The defendants, specifically ICC, moved for summary judgment arguing they could not be held liable for the plaintiff’s injuries. They state that they had no actual or constructive knowledge of the spilled oranges and could not have remedied the dangerous condition in time to avert the fall. The defendants submitted substantial evidence that shows their training and maintenance regimens to prove their motion.
To properly maintain the cleanliness of the property, the company hired janitorial staff, a.k.a. porters. These porters were to walk predesignated routes every 20 to 30 minutes, inspecting the common area floors for any liquid or debris.

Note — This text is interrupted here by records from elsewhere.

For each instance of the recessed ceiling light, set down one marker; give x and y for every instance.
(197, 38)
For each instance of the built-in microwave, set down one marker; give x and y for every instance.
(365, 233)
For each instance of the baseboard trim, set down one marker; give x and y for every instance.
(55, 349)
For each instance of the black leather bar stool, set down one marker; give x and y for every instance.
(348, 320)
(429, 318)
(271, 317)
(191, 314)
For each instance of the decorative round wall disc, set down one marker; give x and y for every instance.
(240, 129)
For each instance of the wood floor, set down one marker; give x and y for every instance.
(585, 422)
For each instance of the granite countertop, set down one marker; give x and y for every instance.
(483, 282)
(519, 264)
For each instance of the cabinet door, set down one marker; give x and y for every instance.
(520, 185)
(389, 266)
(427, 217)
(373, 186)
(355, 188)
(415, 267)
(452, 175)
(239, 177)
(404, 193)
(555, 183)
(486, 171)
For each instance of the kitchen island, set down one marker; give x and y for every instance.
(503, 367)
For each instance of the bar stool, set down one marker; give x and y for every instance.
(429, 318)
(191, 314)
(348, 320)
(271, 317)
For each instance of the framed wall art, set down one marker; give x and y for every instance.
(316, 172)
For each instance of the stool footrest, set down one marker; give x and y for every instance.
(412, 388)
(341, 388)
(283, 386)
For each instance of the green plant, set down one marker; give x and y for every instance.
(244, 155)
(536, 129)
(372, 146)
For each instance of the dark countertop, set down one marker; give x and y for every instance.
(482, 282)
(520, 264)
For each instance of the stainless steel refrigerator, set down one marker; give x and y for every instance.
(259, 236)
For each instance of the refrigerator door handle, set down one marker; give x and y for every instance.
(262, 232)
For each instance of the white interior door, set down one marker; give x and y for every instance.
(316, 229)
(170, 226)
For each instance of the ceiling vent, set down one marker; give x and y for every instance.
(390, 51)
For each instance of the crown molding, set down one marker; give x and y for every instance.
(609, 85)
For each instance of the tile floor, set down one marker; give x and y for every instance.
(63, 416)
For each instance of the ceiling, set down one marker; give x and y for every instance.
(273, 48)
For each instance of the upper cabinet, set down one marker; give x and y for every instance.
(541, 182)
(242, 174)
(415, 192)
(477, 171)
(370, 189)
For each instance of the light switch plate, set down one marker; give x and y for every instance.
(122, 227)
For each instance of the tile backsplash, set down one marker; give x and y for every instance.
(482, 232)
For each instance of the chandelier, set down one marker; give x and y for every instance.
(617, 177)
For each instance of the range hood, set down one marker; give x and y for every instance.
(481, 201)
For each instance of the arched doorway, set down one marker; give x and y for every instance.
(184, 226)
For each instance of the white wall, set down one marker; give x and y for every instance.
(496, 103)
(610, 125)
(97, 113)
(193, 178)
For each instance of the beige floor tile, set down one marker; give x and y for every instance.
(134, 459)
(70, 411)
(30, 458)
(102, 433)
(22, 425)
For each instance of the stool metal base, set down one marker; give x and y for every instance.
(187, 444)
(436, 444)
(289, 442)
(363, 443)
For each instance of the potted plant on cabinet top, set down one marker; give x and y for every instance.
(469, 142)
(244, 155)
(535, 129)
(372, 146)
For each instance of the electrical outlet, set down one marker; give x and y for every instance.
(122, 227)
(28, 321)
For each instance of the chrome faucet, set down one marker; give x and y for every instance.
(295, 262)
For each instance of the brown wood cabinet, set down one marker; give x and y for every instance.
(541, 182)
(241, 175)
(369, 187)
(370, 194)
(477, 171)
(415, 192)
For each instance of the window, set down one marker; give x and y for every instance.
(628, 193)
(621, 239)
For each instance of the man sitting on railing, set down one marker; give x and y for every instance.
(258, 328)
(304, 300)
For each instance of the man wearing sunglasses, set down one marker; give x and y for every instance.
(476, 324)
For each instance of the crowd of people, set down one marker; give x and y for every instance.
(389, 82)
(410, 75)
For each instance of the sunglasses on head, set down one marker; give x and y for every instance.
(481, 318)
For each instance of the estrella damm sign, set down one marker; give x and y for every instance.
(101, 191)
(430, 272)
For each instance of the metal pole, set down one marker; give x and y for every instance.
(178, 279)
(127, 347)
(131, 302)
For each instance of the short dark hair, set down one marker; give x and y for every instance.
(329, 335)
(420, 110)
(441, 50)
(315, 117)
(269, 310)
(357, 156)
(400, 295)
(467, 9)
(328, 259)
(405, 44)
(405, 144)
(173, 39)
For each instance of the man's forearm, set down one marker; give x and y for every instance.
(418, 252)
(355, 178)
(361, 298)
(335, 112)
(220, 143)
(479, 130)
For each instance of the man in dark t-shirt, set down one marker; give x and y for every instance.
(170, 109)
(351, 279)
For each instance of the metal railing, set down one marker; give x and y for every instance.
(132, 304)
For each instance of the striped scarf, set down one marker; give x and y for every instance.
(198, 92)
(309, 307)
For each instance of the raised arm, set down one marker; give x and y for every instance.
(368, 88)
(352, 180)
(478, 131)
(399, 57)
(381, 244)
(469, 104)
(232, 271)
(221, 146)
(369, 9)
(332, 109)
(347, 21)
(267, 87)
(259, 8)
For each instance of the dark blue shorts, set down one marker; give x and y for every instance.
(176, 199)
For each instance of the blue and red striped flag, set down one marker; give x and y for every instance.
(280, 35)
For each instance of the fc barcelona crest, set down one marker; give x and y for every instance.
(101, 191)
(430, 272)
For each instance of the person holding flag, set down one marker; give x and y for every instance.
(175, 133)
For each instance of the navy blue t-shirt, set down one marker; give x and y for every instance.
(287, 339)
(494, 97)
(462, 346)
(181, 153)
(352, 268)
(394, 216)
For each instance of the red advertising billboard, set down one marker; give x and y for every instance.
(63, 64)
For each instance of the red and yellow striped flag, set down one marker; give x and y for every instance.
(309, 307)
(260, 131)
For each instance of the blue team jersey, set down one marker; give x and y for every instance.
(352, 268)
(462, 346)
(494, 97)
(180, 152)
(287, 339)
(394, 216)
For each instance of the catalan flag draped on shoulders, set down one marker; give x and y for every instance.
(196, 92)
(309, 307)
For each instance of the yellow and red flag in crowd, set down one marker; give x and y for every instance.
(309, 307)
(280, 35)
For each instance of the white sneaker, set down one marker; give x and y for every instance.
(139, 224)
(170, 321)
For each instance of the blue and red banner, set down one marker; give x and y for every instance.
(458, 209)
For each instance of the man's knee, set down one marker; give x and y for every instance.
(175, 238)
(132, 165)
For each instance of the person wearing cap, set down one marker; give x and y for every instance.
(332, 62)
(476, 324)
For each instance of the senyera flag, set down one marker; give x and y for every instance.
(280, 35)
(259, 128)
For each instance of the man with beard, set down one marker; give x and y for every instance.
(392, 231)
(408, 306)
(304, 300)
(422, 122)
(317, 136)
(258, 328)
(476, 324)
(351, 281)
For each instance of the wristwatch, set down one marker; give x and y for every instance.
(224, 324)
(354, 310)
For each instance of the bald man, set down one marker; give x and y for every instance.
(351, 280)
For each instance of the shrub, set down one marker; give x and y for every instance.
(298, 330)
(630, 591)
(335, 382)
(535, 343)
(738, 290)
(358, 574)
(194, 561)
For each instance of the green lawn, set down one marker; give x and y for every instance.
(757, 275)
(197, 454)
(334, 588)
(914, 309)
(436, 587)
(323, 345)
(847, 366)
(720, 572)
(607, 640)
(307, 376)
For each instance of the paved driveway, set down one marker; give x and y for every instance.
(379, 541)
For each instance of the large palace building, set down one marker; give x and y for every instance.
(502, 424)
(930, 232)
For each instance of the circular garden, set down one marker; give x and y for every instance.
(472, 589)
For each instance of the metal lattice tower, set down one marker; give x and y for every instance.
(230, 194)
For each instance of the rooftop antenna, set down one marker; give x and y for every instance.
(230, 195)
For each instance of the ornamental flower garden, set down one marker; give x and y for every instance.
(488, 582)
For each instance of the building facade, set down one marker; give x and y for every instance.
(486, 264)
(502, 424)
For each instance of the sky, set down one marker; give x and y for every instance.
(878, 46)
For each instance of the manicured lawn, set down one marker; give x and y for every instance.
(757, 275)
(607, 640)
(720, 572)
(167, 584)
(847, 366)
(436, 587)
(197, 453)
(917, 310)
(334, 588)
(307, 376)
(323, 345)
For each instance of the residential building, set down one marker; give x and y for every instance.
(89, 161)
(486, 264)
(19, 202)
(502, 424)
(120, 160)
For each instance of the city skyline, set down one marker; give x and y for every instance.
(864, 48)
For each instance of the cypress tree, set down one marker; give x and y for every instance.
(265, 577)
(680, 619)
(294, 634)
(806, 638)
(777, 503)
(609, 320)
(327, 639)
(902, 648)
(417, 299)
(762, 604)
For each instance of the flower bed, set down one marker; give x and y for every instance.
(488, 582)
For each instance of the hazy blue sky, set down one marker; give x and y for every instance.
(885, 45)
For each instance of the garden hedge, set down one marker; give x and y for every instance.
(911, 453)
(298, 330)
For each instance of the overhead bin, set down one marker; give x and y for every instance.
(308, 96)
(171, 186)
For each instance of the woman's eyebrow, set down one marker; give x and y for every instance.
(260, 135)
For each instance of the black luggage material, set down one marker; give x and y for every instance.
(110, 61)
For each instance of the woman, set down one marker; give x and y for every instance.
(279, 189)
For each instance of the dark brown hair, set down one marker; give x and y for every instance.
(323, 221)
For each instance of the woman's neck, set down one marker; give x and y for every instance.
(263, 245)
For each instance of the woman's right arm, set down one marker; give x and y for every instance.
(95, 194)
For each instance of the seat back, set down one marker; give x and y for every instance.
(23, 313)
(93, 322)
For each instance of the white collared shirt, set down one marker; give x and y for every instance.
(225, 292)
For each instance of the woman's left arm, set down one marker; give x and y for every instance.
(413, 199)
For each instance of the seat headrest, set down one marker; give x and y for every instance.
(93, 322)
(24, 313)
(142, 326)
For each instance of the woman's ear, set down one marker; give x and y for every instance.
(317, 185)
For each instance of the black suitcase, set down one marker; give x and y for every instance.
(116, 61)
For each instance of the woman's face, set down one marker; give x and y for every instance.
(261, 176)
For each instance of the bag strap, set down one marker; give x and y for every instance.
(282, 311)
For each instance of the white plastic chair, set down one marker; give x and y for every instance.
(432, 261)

While inspecting the floors, the porters do not push janitorial carts as the carts can hinder the porters’ view of anything that needs to be cleaned.
Each porter goes through a detailed training program to ensure that they understand the importance of the inspections. It starts with 21 days of hands‑on training ‑ how to follow the designated routes while looking for any debris, substances, and/or other liquids and how to clean any conditions that is found during the inspection. Once this training is completed the ICC conducts unannounced testing 30, 60, and 90 days after the initial training. After the final testing, each porter is subject to regular training and testing during the remainder of their employment.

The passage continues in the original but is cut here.